【ISO質問箱】(ISO14001)「著しい環境側面」って結局どういうこと?

ISOのマネジメントシステム規格を理解するのが難しい理由の一つに、その独特の言葉遣いがありますが、ISO14001の「著しい環境側面」はそのようなISO独特の言い回しの最たる例でしょう。1996年に発行された初版のISO14001以来使われてきたこの言葉は結局どのような意味なのでしょうか?

「環境側面」は環境に影響を与える「原因」

「著しい環境側面」とは英語の”significant environmental aspects”の直訳です。そこでまず、”environmental aspects”(「環境側面」)の意味について見てみましょう。

これはISO14001規格で以下のように定義されています。

「環境と相互に作用する、又は相互に作用する可能性のある、組織の活動又は製品又はサービスの要素」(ISO14001:2015, 3.2.2)

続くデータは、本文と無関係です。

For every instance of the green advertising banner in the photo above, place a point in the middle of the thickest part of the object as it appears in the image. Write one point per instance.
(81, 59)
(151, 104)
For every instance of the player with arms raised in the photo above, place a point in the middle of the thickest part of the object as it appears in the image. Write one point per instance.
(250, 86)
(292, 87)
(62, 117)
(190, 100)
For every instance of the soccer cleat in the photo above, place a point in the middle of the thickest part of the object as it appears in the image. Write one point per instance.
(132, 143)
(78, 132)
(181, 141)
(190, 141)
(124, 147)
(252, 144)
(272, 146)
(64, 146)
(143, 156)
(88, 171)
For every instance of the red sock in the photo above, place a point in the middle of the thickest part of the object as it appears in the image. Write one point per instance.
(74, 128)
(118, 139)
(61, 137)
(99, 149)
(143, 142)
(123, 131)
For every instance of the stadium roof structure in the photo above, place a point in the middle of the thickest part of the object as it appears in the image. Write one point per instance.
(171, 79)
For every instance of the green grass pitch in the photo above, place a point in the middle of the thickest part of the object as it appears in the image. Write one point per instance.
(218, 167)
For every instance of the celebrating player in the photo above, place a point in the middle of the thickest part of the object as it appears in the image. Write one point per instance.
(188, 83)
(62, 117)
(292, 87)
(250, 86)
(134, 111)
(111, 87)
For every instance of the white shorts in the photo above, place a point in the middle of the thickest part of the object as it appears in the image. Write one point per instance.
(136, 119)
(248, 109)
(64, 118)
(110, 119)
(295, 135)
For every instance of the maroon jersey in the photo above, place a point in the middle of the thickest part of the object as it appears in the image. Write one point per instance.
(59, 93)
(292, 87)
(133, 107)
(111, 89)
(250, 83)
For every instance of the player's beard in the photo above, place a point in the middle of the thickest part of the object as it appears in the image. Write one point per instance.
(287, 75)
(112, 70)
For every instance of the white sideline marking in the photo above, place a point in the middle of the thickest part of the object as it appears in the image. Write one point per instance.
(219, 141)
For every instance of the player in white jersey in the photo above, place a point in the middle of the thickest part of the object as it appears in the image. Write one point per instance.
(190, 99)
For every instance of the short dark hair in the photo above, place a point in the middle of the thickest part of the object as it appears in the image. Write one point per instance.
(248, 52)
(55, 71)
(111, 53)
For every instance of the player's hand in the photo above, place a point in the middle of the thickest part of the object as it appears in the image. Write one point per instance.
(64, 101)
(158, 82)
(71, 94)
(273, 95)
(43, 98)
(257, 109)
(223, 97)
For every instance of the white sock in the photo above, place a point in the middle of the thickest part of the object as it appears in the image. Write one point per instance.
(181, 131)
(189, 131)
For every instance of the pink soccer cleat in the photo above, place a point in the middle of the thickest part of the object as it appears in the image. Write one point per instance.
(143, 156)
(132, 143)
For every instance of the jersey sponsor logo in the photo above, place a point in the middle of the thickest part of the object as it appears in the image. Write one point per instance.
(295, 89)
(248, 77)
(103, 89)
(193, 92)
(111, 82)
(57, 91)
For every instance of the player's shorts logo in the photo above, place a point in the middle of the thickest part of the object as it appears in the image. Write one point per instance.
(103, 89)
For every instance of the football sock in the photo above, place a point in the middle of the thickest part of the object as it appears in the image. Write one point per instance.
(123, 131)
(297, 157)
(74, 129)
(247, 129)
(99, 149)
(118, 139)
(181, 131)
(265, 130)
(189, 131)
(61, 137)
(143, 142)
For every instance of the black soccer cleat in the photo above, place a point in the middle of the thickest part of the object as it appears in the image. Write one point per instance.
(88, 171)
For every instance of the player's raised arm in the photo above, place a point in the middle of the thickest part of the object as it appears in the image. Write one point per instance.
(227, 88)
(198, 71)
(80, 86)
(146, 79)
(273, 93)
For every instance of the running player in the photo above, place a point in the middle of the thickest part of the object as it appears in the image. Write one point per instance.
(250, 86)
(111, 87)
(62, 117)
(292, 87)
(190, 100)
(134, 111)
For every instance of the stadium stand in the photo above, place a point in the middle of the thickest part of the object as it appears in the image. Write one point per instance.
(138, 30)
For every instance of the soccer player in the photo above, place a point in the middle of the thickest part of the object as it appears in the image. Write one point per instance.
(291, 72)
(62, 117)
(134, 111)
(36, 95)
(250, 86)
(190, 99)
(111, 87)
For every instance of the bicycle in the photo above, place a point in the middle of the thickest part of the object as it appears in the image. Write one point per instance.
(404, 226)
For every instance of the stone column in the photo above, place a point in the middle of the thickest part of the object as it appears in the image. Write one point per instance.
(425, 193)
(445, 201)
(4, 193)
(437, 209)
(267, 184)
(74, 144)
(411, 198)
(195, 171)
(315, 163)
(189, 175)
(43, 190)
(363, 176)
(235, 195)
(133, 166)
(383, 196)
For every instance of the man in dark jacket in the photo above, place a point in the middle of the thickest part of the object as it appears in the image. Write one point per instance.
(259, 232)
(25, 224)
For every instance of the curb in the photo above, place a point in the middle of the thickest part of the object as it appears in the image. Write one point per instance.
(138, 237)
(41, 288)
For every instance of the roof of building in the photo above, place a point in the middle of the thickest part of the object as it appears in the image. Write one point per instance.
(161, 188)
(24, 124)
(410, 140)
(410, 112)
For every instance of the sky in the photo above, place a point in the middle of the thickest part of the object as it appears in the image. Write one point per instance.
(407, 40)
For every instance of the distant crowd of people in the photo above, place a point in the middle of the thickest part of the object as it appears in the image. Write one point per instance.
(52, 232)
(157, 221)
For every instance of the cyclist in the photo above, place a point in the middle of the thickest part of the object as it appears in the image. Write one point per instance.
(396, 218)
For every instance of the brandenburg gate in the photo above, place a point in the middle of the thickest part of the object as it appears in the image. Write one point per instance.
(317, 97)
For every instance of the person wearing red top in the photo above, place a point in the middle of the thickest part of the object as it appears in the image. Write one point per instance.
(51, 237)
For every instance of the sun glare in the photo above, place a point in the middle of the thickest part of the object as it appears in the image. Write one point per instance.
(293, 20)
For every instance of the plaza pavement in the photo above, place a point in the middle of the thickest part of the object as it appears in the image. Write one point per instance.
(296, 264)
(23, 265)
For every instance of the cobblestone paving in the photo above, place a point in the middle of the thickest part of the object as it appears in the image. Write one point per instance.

また、似たような言葉に「環境影響(”environmental impact”)」という言葉がありますが、これは以下のように定義されています。

「有害か有益かを問わず、全体的に又は部分的に組織の環境側面から生じる、環境に対する変化」(ISO14001:2015, 3.2.4)

ここから分かるように、環境側面と環境影響は「原因と結果」の関係にあると言えます。例えば以下のような関係です。

<環境側面(原因)>      <環境影響(結果)>

排水の排出(によって)  →  水質汚濁(が起こる)

排ガスの排出(によって) →  大気汚染(が起こる)

原材料の使用(によって) →  資源の枯渇(が起こる)

ISO14001:2015の6.2.1で「環境側面」について規定されていますが、そこではまず環境側面を特定することが要求されています。これは組織の活動や製品・サービスに、環境に対して影響を与えるような要素があるかを洗い出してください、ということです。

「著しい環境側面」は環境側面の中でより「大きな影響」を与えるもの

それでは「著しい環境側面」とは何でしょうか。

「著しい(”significant”)」という言葉を辞書で引くと、以下のような意味が書かれています。

「影響を与えたり気づかれたりするのに十分大きく、又は重要である」(Oxford Advanced Learner’s Dictionary)

つまり、「著しい環境側面」とは「重要な環境側面」「重大な環境側面」といった意味です。

どんな組織にも、様々な「環境側面」(環境に対して影響を与える要素)があります。しかし、全てが同じような重要性、重大性を持っているわけではありません。そして、組織には無限に資源があるわけではありません。従って、その限られた資源をより効果的に活用し、最大限の結果を得るため、組織は環境により大きな影響を持つ環境側面に対して優先的に対処していくべきです。

だからこそ、特定した数ある「環境側面」の中から、より大きな影響を持つ「重大な環境側面」(著しい環境側面)を絞り込むのです。

ISO14001:2015の6.1.2で、「環境側面」を特定した後に、その中から「著しい環境側面」を特定することが求められているのもそのためです。

(ISO14001:2015の「6.1.2 環境側面」の要求事項については、以下の関連ブログもご覧ください↓)

https://j-vac.co.jp/14001_lecture_6-1-2-1/

≫【ISO14001規格解説】のビデオの「6 計画」の中でも「6.1.2 環境側面」の要求事項を解説していますので、ぜひご覧ください(1,000円で1ヶ月間お試しレンタルいただけます)。

【ISO14001規格解説】ビデオはこちら

明確な基準に基づいて「著しい環境側面」を絞り込む

但し、このとき闇雲に「著しい環境側面」を決めれば良いわけではありません。重要なことは、「著しい環境側面」を絞り込む際の明確な「基準」を持つことであり、それによって論理的に一貫した形で「著しい環境側面」が特定できることです。明確な基準がないと、「気分」で決めてしまうことになり、そうすると決める人によって何が「著しい環境側面」かが変わってきてしまう、ということが起こってしまいます。

「著しい環境側面」は、組織の環境活動の出発点とも言える重要な要素です。これを間違ってしまうと、環境にとってあまり効果のない、意味のないことに重要な資源を浪費してしまう、という無駄なことが起こりかねません。そのようなことのないよう、論理的で明確な基準に基づいて、意味のある「著しい環境側面」を特定できるようにしましょう。

まとめ

「環境側面」は環境に影響を与える原因となる要素であり、「著しい環境側面」はその中でもより重要なもの。「環境側面」の中から、論理的で明確な基準に基づいて適切な「著しい環境側面」を特定することが、効果的な環境活動を実施していく上で不可欠。